The task loop basically checks two message buffers, the one shared with the USB CDC component (message_router_rx_msg_buf_handle) and the internal one used to send replies back (message_router_tx_msg_buf_handle). The message_router_process_incoming_message will analyze the JSON message coming from USB CDC and do some action. For example, if a syntax error is detected in the incoming message, a JSON string will be build with information about the error and written into the message_router_tx_msg_buf_handle. Finally, since data has been written into message_router_tx_msg_buf_handle, the function usb_cdc_serial_tx will be called.

I do not have a message buffer from Message Router to USB CDC because I do not have a task that can block waiting for a message buffer to be written. Do you think that is an issue? As I mentioned at the beginning we did not find the need of the USB CDC component to be a task.

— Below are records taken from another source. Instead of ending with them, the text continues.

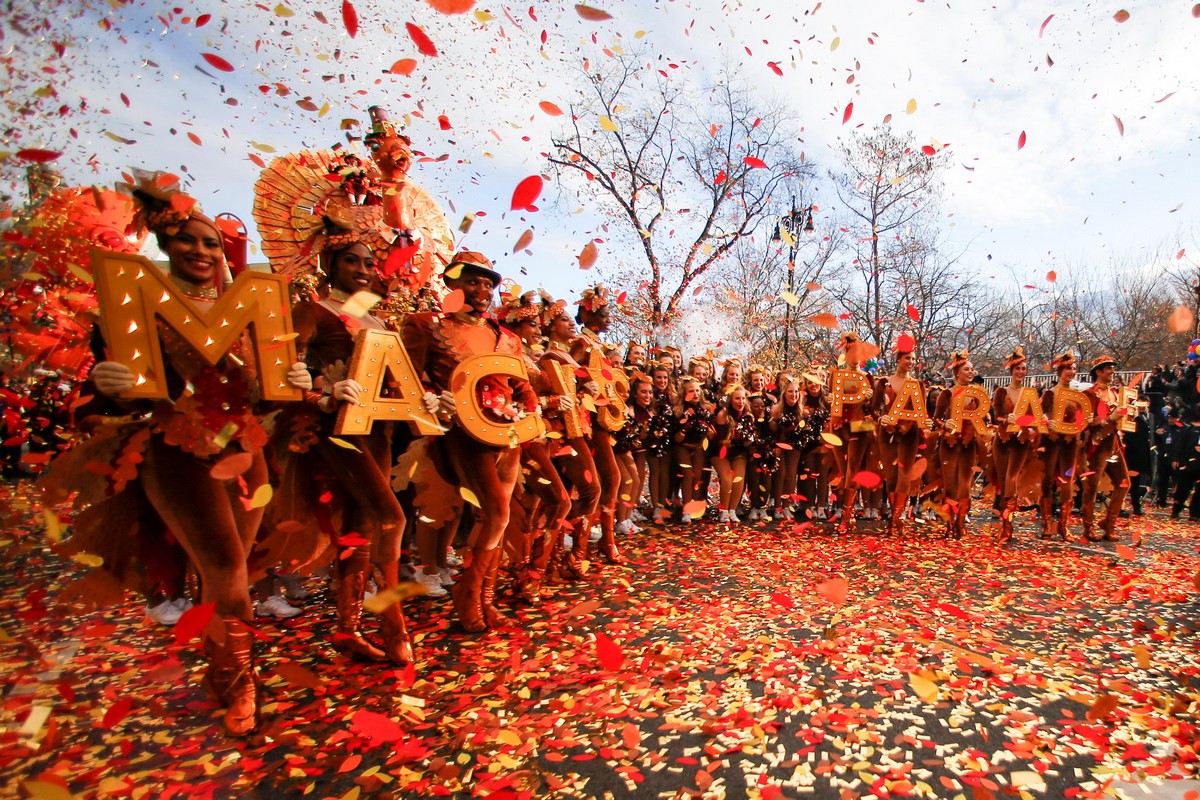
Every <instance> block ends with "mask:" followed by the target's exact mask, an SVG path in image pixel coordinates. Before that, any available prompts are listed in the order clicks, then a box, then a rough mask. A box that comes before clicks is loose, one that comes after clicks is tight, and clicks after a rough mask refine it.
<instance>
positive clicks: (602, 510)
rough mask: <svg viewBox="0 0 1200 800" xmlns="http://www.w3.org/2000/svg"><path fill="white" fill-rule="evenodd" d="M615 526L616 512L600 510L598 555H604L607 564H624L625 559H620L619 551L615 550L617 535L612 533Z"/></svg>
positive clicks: (615, 524) (616, 541)
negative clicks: (598, 553)
mask: <svg viewBox="0 0 1200 800" xmlns="http://www.w3.org/2000/svg"><path fill="white" fill-rule="evenodd" d="M616 524H617V510H616V509H601V510H600V554H601V555H604V559H605V561H607V563H608V564H624V563H625V559H623V558H622V557H620V551H618V549H617V535H616V533H614V531H613V528H614V525H616Z"/></svg>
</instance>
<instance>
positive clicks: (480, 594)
mask: <svg viewBox="0 0 1200 800" xmlns="http://www.w3.org/2000/svg"><path fill="white" fill-rule="evenodd" d="M499 572H500V548H499V547H497V548H494V549H491V551H488V555H487V569H486V570H485V572H484V585H482V587H481V588H480V593H479V601H480V608H481V609H482V612H484V621H485V622H486V624H487V627H491V628H497V627H504V626H505V625H511V624H512V620H510V619H509V618H508V616H506V615H504V614H502V613H500V609H498V608H497V607H496V579H497V577H498V576H499Z"/></svg>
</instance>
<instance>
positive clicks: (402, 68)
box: [388, 59, 416, 76]
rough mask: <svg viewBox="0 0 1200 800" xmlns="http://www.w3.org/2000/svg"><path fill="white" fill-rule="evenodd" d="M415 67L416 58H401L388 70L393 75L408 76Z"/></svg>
mask: <svg viewBox="0 0 1200 800" xmlns="http://www.w3.org/2000/svg"><path fill="white" fill-rule="evenodd" d="M415 68H416V59H401V60H398V61H396V62H395V64H394V65H391V68H390V70H388V72H390V73H391V74H394V76H410V74H413V70H415Z"/></svg>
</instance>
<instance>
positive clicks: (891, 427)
mask: <svg viewBox="0 0 1200 800" xmlns="http://www.w3.org/2000/svg"><path fill="white" fill-rule="evenodd" d="M916 344H917V343H916V339H913V337H911V336H908V335H902V336H900V337H898V338H896V343H895V345H894V347H893V353H894V354H895V360H896V367H895V372H894V373H893V374H892V375H889V377H887V378H878V379H876V381H875V393H874V408H872V413H874V414H875V415H876V419H877V420H878V426H880V427H878V429H877V432H876V435H877V438H878V446H880V458H881V461H882V463H883V482H884V483H886V485H887V487H888V503H889V504H890V507H892V513H890V516H889V517H888V524H887V531H888V533H889V534H902V533H904V515H905V511H906V509H907V506H908V498H910V495H911V494H912V471H913V468H914V467H916V464H917V458H918V456H919V455H920V444H922V441H924V432H925V431H926V429H930V428H932V427H934V422H932V419H930V417H929V415H928V413H926V409H925V395H924V390H923V389H922V387H920V384H919V383H918V381H917V380H916V379H914V378H913V377H912V371H913V367H914V366H916V365H917V355H916V353H914V351H913V350H914V348H916ZM906 390H913V391H911V392H906ZM901 407H904V408H905V409H908V410H910V411H911V413H916V415H917V416H919V417H924V421H923V422H918V421H916V420H912V419H901V416H900V409H901ZM911 413H910V414H908V415H906V416H911V415H912V414H911Z"/></svg>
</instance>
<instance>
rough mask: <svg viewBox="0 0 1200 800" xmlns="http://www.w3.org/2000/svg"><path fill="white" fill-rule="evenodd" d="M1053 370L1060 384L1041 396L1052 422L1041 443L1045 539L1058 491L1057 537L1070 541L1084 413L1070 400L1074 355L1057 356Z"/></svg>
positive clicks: (1041, 504)
mask: <svg viewBox="0 0 1200 800" xmlns="http://www.w3.org/2000/svg"><path fill="white" fill-rule="evenodd" d="M1049 366H1050V368H1051V369H1054V371H1055V373H1056V374H1057V375H1058V383H1057V384H1055V385H1054V386H1052V387H1051V389H1050V390H1049V391H1046V392H1043V395H1042V413H1043V414H1044V415H1045V416H1046V417H1048V419H1049V420H1050V421H1049V422H1048V432H1046V435H1045V437H1043V439H1042V452H1040V458H1042V468H1043V471H1042V500H1040V513H1042V535H1043V536H1044V537H1049V536H1050V519H1051V511H1052V509H1054V495H1055V489H1056V488H1057V489H1058V500H1060V509H1058V523H1057V525H1056V528H1055V530H1056V533H1057V534H1058V536H1060V537H1062V540H1063V541H1066V540H1067V529H1068V528H1067V525H1068V521H1069V518H1070V510H1072V501H1073V498H1074V495H1075V474H1076V467H1078V461H1079V432H1080V427H1081V426H1080V421H1081V419H1082V414H1084V409H1082V408H1081V407H1080V405H1079V403H1078V402H1076V401H1074V399H1067V395H1064V393H1063V392H1066V391H1067V390H1070V381H1072V380H1074V379H1075V355H1074V354H1073V353H1070V351H1069V350H1068V351H1067V353H1063V354H1062V355H1060V356H1056V357H1055V359H1054V360H1052V361H1051V362H1050V365H1049ZM1070 391H1074V390H1070ZM1060 393H1063V398H1064V403H1063V404H1064V408H1063V410H1062V414H1061V421H1058V420H1056V419H1055V407H1056V405H1058V403H1057V398H1058V396H1060Z"/></svg>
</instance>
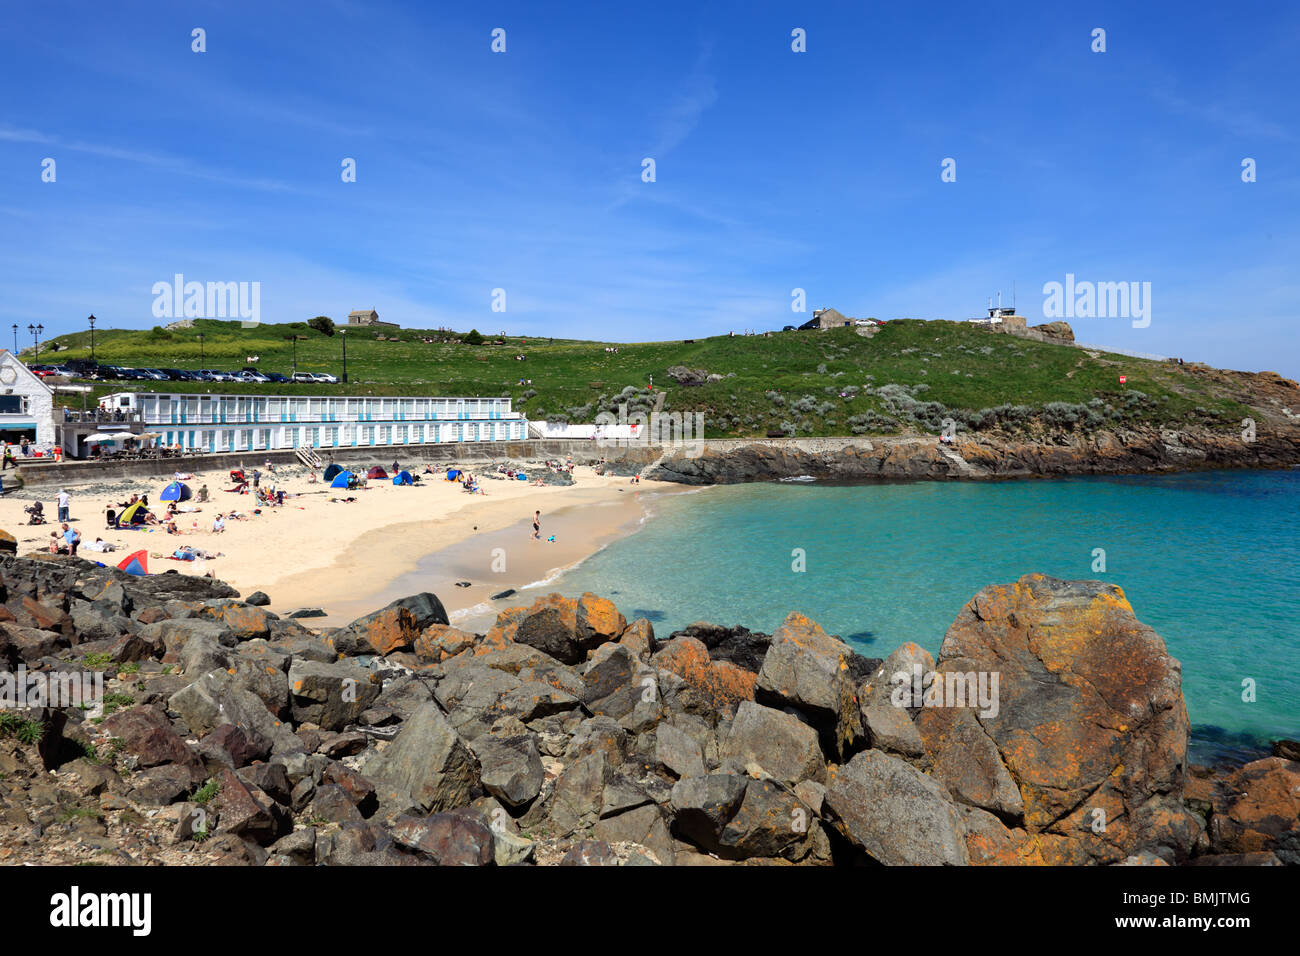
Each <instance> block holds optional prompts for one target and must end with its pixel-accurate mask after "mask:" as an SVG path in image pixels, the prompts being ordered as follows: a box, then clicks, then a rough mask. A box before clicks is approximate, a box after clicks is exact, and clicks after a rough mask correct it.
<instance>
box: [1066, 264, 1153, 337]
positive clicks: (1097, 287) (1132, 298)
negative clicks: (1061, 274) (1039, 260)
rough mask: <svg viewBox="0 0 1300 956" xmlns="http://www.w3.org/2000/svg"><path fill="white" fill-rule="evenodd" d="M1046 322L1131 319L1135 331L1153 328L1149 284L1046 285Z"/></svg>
mask: <svg viewBox="0 0 1300 956" xmlns="http://www.w3.org/2000/svg"><path fill="white" fill-rule="evenodd" d="M1043 295H1044V299H1043V315H1044V317H1047V319H1132V326H1134V328H1135V329H1145V328H1147V326H1148V325H1151V282H1088V281H1083V282H1079V281H1075V277H1074V273H1073V272H1067V273H1066V276H1065V282H1044V284H1043Z"/></svg>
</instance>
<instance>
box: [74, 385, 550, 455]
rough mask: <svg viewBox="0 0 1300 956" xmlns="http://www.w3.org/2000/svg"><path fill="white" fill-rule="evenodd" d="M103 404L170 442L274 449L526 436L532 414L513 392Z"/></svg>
mask: <svg viewBox="0 0 1300 956" xmlns="http://www.w3.org/2000/svg"><path fill="white" fill-rule="evenodd" d="M100 407H103V408H105V410H107V411H109V412H116V411H121V412H123V414H126V415H127V416H131V415H133V414H138V415H139V416H140V419H142V420H143V423H144V427H146V428H147V429H149V431H152V432H157V433H159V434H160V436H161V437H160V438H159V441H161V442H162V444H164V445H169V446H170V445H181V447H183V449H186V450H191V449H192V450H198V451H208V453H218V451H274V450H285V449H296V447H311V449H325V450H330V449H356V447H399V446H408V445H443V444H450V442H487V441H519V440H521V438H526V437H528V420H526V419H525V418H524V416H523V415H521V414H519V412H515V411H511V407H510V399H508V398H426V397H424V398H421V397H411V398H407V397H398V395H367V397H364V398H363V397H359V395H338V397H335V395H209V394H201V393H178V394H175V393H173V394H168V393H160V392H118V393H114V394H112V395H107V397H104V398H101V399H100Z"/></svg>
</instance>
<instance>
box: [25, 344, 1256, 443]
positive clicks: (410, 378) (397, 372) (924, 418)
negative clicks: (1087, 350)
mask: <svg viewBox="0 0 1300 956" xmlns="http://www.w3.org/2000/svg"><path fill="white" fill-rule="evenodd" d="M199 332H203V333H204V346H203V360H201V363H200V349H199V338H198V333H199ZM295 334H296V336H302V337H303V338H300V339H299V341H298V368H299V369H300V371H311V372H333V373H335V375H339V373H341V372H342V341H343V337H342V334H335V336H333V337H330V336H325V334H322V333H318V332H316V330H312V329H308V328H307V326H305V324H304V323H292V324H286V325H260V326H257V328H252V329H242V328H239V323H229V321H216V320H199V321H196V324H195V328H194V329H182V330H165V329H161V328H155V329H152V330H118V329H109V330H96V333H95V354H96V359H98V360H99V362H101V363H107V364H121V365H149V367H179V368H198V367H200V364H201V365H203V367H207V368H221V369H237V368H240V367H243V365H244V364H247V363H246V358H247V356H248V355H259V356H260V360H259V363H257V365H259V367H260V368H261V369H264V371H276V372H285V373H289V372H291V371H292V342H291V341H290V338H289V337H290V336H295ZM376 334H377V333H376V332H361V330H356V329H354V330H352V332H350V333H348V334H347V355H348V363H347V371H348V376H350V382H348V384H347V385H342V384H341V385H231V384H214V382H212V384H200V382H165V384H164V382H107V384H103V385H98V386H96V389H95V393H94V395H92V397H88V398H87V401H88V402H92V401H95V399H96V398H98V397H99V395H103V394H107V393H109V392H120V390H142V389H153V390H160V392H225V393H263V394H265V393H272V394H376V395H382V394H408V395H471V397H504V395H508V397H511V398H512V399H513V401H515V407H516V408H517V410H520V411H523V412H525V414H526V415H528V416H529V418H532V419H560V420H571V421H591V420H594V416H595V414H597V412H598V411H601V410H602V408H606V410H608V408H615V407H616V406H617V402H619V398H617V397H619V393H620V392H621V390H623V389H625V388H629V386H630V388H636V389H645V388H646V386H647V385H649V384H650V382H651V378H653V381H654V385H655V388H656V389H659V390H663V389H667V390H668V399H667V405H666V408H667V410H669V411H681V412H686V411H701V412H703V414H705V421H706V434H707V436H710V437H727V436H737V437H750V436H763V434H767V433H768V432H771V431H774V429H781V431H784V432H785V433H789V434H800V436H835V434H850V433H854V434H863V433H892V432H898V431H909V429H919V431H924V432H935V431H939V427H940V425H939V421H940V419H941V418H945V416H952V418H954V419H956V420H957V421H959V423H962V425H963V427H966V428H976V429H987V428H991V427H993V424H995V423H997V424H998V425H1000V427H1001V428H1004V429H1009V431H1017V429H1024V428H1030V427H1034V425H1037V427H1041V425H1043V424H1044V423H1047V424H1048V425H1054V427H1058V428H1062V429H1066V431H1069V429H1071V428H1074V427H1075V423H1078V427H1080V428H1100V427H1108V425H1125V424H1139V423H1141V424H1158V425H1166V427H1187V425H1190V424H1205V425H1214V427H1229V425H1232V424H1235V423H1239V421H1240V419H1242V418H1245V416H1248V415H1251V414H1252V412H1251V408H1249V407H1247V406H1245V405H1243V403H1242V402H1240V401H1239V398H1240V397H1239V395H1236V394H1234V393H1231V392H1230V390H1227V389H1225V388H1222V386H1217V385H1214V384H1212V382H1209V381H1208V380H1206V378H1204V377H1197V376H1192V375H1188V373H1186V372H1184V371H1182V369H1179V368H1178V367H1177V365H1173V364H1170V363H1165V362H1152V360H1145V359H1134V358H1127V356H1121V355H1113V354H1100V355H1097V356H1096V358H1092V356H1091V355H1089V354H1088V352H1086V351H1084V350H1082V349H1075V347H1070V346H1060V345H1048V343H1043V342H1035V341H1030V339H1023V338H1017V337H1013V336H1008V334H997V333H991V332H987V330H984V329H980V328H978V326H974V325H970V324H966V323H948V321H919V320H901V321H891V323H888V324H887V325H884V326H883V328H881V329H880V330H879V332H878V334H875V336H874V337H872V338H865V337H862V336H858V334H855V333H854V332H853V330H852V329H833V330H829V332H800V333H781V334H774V336H772V337H770V338H764V337H762V336H750V337H741V336H737V337H735V338H731V337H725V336H720V337H712V338H701V339H695V341H693V342H689V343H688V342H682V341H671V342H637V343H619V345H617V347H619V351H617V354H614V352H607V351H604V347H606V345H611V343H606V342H580V341H573V339H555V341H554V342H551V341H550V339H546V338H534V337H528V338H526V339H521V338H519V337H508V338H507V339H506V343H504V345H493V343H491V342H493V339H494V338H495V337H494V336H491V334H490V333H489V332H484V334H485V336H486V337H487V343H485V345H481V346H471V345H465V343H461V342H459V341H456V342H437V341H435V342H433V343H428V342H424V341H422V338H425V337H439V336H441V334H442V333H435V332H419V330H408V329H403V330H400V332H395V333H394V332H393V330H382V332H381V333H378V334H385V336H389V334H393V336H395V337H396V338H398V341H380V339H378V338H377V337H376ZM88 341H90V337H88V334H87V333H75V334H72V336H62V337H60V338H57V339H52V342H55V343H60V345H66V346H69V350H68V351H60V352H59V354H57V355H55V354H53V352H48V354H47V352H45V351H44V350H43V352H42V358H43V359H48V360H56V359H57V360H68V359H75V358H88V356H90V349H88ZM516 354H525V355H526V356H528V359H526V360H525V362H516V360H515V355H516ZM27 358H30V354H29V356H27ZM673 365H686V367H688V368H702V369H705V371H707V372H710V373H716V375H720V376H723V378H722V380H720V381H716V382H711V384H706V385H701V386H695V388H685V386H680V385H677V384H676V382H673V381H672V380H671V378H669V377H668V375H667V371H668V368H669V367H673ZM1121 373H1123V375H1126V376H1127V384H1125V385H1121V384H1119V381H1118V376H1119V375H1121ZM520 378H525V380H528V378H530V380H532V384H524V385H520V384H519V380H520ZM888 385H894V386H905V389H906V393H900V389H897V388H896V389H887V390H885V393H884V394H879V393H876V390H878V389H880V388H881V386H888ZM849 386H852V388H849ZM844 392H849V393H850V394H849V395H848V397H841V393H844ZM900 394H906V395H907V397H909V398H910V401H909V398H902V399H900ZM59 401H60V402H65V403H69V405H73V406H79V402H81V398H79V397H77V395H73V397H66V395H60V398H59ZM918 403H919V406H920V407H919V408H918V407H917V405H918ZM1052 403H1061V405H1060V406H1058V407H1054V410H1053V408H1049V406H1052ZM1089 403H1092V405H1091V411H1092V412H1093V414H1092V415H1088V411H1089ZM1002 406H1005V408H1004V410H1002V411H1001V412H998V414H993V412H985V414H983V415H982V414H980V412H982V411H983V410H993V408H998V407H1002Z"/></svg>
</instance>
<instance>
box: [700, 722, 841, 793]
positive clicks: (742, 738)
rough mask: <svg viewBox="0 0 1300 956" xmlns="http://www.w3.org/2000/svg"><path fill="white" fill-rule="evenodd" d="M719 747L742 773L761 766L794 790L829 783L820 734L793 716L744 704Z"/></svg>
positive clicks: (807, 724)
mask: <svg viewBox="0 0 1300 956" xmlns="http://www.w3.org/2000/svg"><path fill="white" fill-rule="evenodd" d="M719 743H720V747H719V750H720V754H719V756H722V757H723V758H728V757H729V758H732V760H735V761H737V762H738V765H740V766H738V769H740V770H745V769H746V766H748V765H750V763H757V765H758V766H761V767H762V769H763V770H766V771H767V773H768V774H770V775H771V777H774V778H775V779H777V780H780V782H783V783H787V784H789V786H792V787H793V786H794V784H796V783H800V782H801V780H815V782H818V783H820V782H822V780H824V779H826V758H824V757H823V756H822V748H820V747H819V745H818V734H816V731H815V730H813V727H810V726H809V724H806V723H803V722H802V721H800V719H798V718H797V717H794V715H793V714H787V713H784V711H781V710H774V709H772V708H764V706H763V705H762V704H755V702H754V701H742V702H741V705H740V708H738V709H737V710H736V717H735V719H733V721H732V722H731V727H729V728H728V731H727V734H725V735H723V737H722V740H720V741H719Z"/></svg>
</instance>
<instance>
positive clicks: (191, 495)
mask: <svg viewBox="0 0 1300 956" xmlns="http://www.w3.org/2000/svg"><path fill="white" fill-rule="evenodd" d="M192 497H194V492H191V490H190V485H187V484H185V483H183V481H173V483H172V484H169V485H168V486H166V488H164V489H162V493H161V494H159V501H188V499H190V498H192Z"/></svg>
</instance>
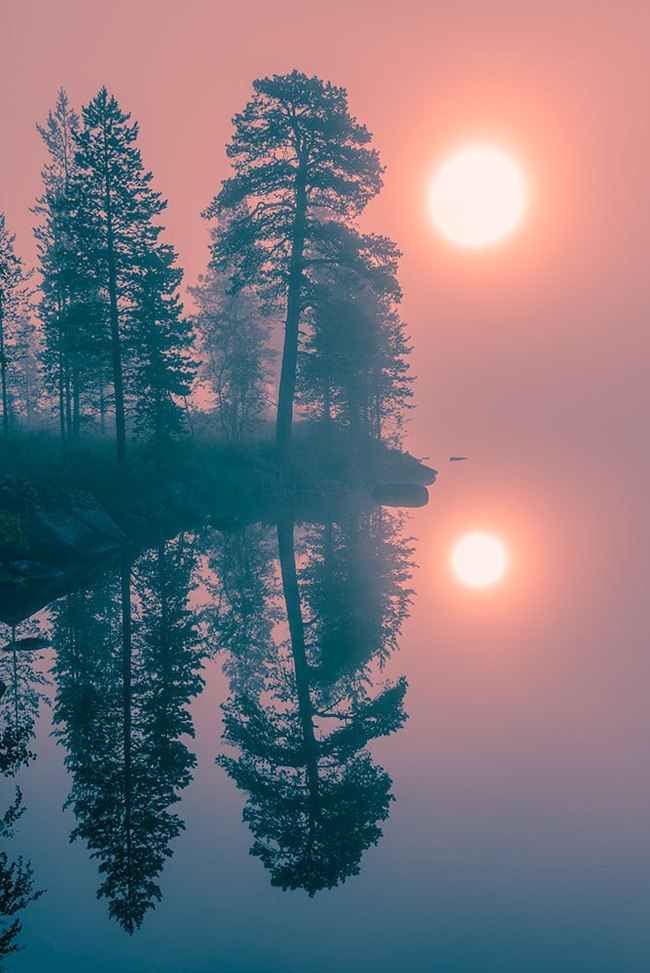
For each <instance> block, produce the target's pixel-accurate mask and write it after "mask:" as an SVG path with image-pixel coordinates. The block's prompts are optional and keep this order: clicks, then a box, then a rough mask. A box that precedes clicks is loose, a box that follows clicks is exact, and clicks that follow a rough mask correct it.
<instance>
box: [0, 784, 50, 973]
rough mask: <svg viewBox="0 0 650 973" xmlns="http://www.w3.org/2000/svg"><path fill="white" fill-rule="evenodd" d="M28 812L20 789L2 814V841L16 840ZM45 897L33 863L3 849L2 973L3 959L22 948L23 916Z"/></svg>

static MessageBufferHandle_t message_router_msg_buf_handle;

static void init_tasks()
{
    message_router_msg_buf_handle = xMessageBufferCreate(USB_CDC_MSG_MAX_SIZE);

    xTaskCreate(message_router_application_task,
        "message_router_application_task",
        (1024 * 6),
        (void*)message_router_msg_buf_handle,
        tskIDLE_PRIORITY + 1,
        NULL);
}

void main_application_task(void* pvParams)
{
    [...]
    init_tasks();
    init_led();
    [..]
    usb_cdc_serial_register_message_buffer(message_router_msg_buf_handle);
    [...]
    err = usb_init(); // calls tinyusb_driver_install and usb_cdc_init
    if (err != ESP_OK) {
        ESP_LOGE(TAG, "Error initializing USB: %s", esp_err_to_name(err));
    }
    for (;;) {
        [...]
    }
}

As always, thank you so much for your time and help! :smile: